放射能の記事ばかりなので、今回は皮膚科の記事です。

1月27日の記事の中で、ステロイド外用剤について
「長期に使用すれば副作用(薬の悪い面)が主作用(薬の良い面)を上回る場合がある」
と記しました。

私は以下のケースではステロイド剤の副作用について、できるかぎり詳しく説明をします。


・ 他院でもらったステロイド剤を長期間使用した状態で、当院を初めて受診した場合
・ 当院通院中であるが、慢性的な皮膚病があり将来的にステロイド剤を長期に使用する
  可能性がある場合


多くは口頭で説明しますが、私が自作したプリントを渡して読んでもらうこともあります。
以下はプリントの一部を抜粋(一部変更)したものです。



「ステロイドホルモンは、私たちの体内にある副腎(ふくじん)という臓器で分泌されて
いて代謝や免疫を制御することにより生命の維持に重要な役割を果たしています。
ステロイド外用薬は、このステロイドホルモンを人工的に合成して塗り薬にしたもので
皮膚の炎症を強力に抑えるため様々な皮膚病の治療に使われています。

しかし、ステロイド外用薬は非常に有効な薬である反面、長期にわたり使用すると色々な
副作用をおこすことがわかっています。


ステロイド外用薬の主な副作用には
1. 皮膚が薄くなる 
2. 皮膚のバリア機能が低下し乾燥しやすくなる
3. 毛が濃くなる
4. 皮膚の下の毛細血管が目立ってきて赤みが強くなる
5. ニキビができやすくなる
6. 塗っていた場所が白く抜けたようになる
7. ステロイド外用薬にたいしてアレルギー(かぶれ)を起こす
などがあります。

これらの副作用はステロイド外用薬を中止することによって元に戻りますが、このほかに
最も注意すべき副作用はステロイド依存症や跳ね返り現象(リバウンド現象)と呼ばれる
ものです。

 この状態になった患者さんはステロイドを塗っている間は調子が良いのですが、次第に
ステロイドが止めにくくなります。
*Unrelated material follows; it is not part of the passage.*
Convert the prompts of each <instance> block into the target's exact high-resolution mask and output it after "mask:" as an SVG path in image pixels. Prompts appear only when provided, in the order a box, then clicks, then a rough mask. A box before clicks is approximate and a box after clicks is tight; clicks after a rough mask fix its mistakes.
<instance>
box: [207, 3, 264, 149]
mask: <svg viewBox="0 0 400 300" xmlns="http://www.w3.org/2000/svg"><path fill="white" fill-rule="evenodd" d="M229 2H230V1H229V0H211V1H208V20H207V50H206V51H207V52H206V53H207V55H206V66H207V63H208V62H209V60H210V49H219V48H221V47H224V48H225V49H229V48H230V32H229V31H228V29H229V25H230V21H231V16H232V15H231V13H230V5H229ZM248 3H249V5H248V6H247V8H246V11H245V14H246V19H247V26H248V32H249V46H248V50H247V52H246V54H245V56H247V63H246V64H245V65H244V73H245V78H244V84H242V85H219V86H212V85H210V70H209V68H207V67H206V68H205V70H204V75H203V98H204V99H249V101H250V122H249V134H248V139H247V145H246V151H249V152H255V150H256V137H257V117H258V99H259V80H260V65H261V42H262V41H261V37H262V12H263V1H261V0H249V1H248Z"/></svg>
そしてステロイドを中止すると数日ですぐに症状が
ぶり返し、そのまま薬を塗らないでいると今までにないような激しいかゆみや発赤、腫れ、
ジクジクとした発疹が数か月以上続くことがあります。とくに症状が強い場合は、日常
生活を送る
ことすら困難となります。

この副作用は顔面、首、わきの下、陰部、頭部で起こりやすく、特に顔面でよくみられ
ます。また、ステロイドを長期に外用していれば体のどの部位でも
起こります。

ではステロイド外用薬を使っていれば誰でも依存症やリバウンドを起こすかというと、そう
ではありません。ステロイド外用薬を使用している患者さんの多くは、自然と薬をやめる
ことができます。それゆえにステロイド外用薬は安全であると考える医師も多く、皮膚科
専門医の間でもステロイド外用薬の危険性に対する認識には大きな違いがあります。

当院皮膚科では今までの診療経験から「ステロイド外用薬には依存性があり、使用が長期
に及ぶほど副作用の危険性が高まる」と考えているため、ステロイド外用薬をできるかぎ
り短期間に限定して使うように心がけています。

ただしアトピー性皮膚炎などの慢性病では繰り返し症状が出現するため、短期間にステロ
イドをぬるだけではかゆみや見た目が十分に良くならないことがあります。また、既にス
テロイド依存症になっていればステロイドを中止することは困難です。そのような場合、
当院ではステロイドを長期に継続して使用するかどうかは患者さん本人の意向を優先して
います。

患者さんにとって非常にむずかしい判断になると思いますが依存症やリバウンドのような
副作用の可能性があることを理解した上でステロイドを継続して使用するかを決めてくだ
さい。当院ではステロイドを使いたくないという方には漢方薬も処方していますので、い
つでもご相談下さい。

ステロイド依存やリバウンドについての認識は、あくまで当院皮膚科の考えであり全国の
皮膚科医に共通したものではないことをご了承ください。なお日本皮膚科学会はステロイ
ド外用薬に依存性やリバウンド現象があることを認めていません。」



ステロイド外用剤の長期使用とは、どれくらいの期間であるのか明確な判断基準はありま
せん。私は連続塗布か間欠塗布にかかわらず、顔面では2週間、それ以外の部位では3か月
程度だと考えています。(あくまで個人的な意見です。ただし、例えば陰嚢に1か月ステロ
イドを外用しても大丈夫だ、と言っているわけではありません。)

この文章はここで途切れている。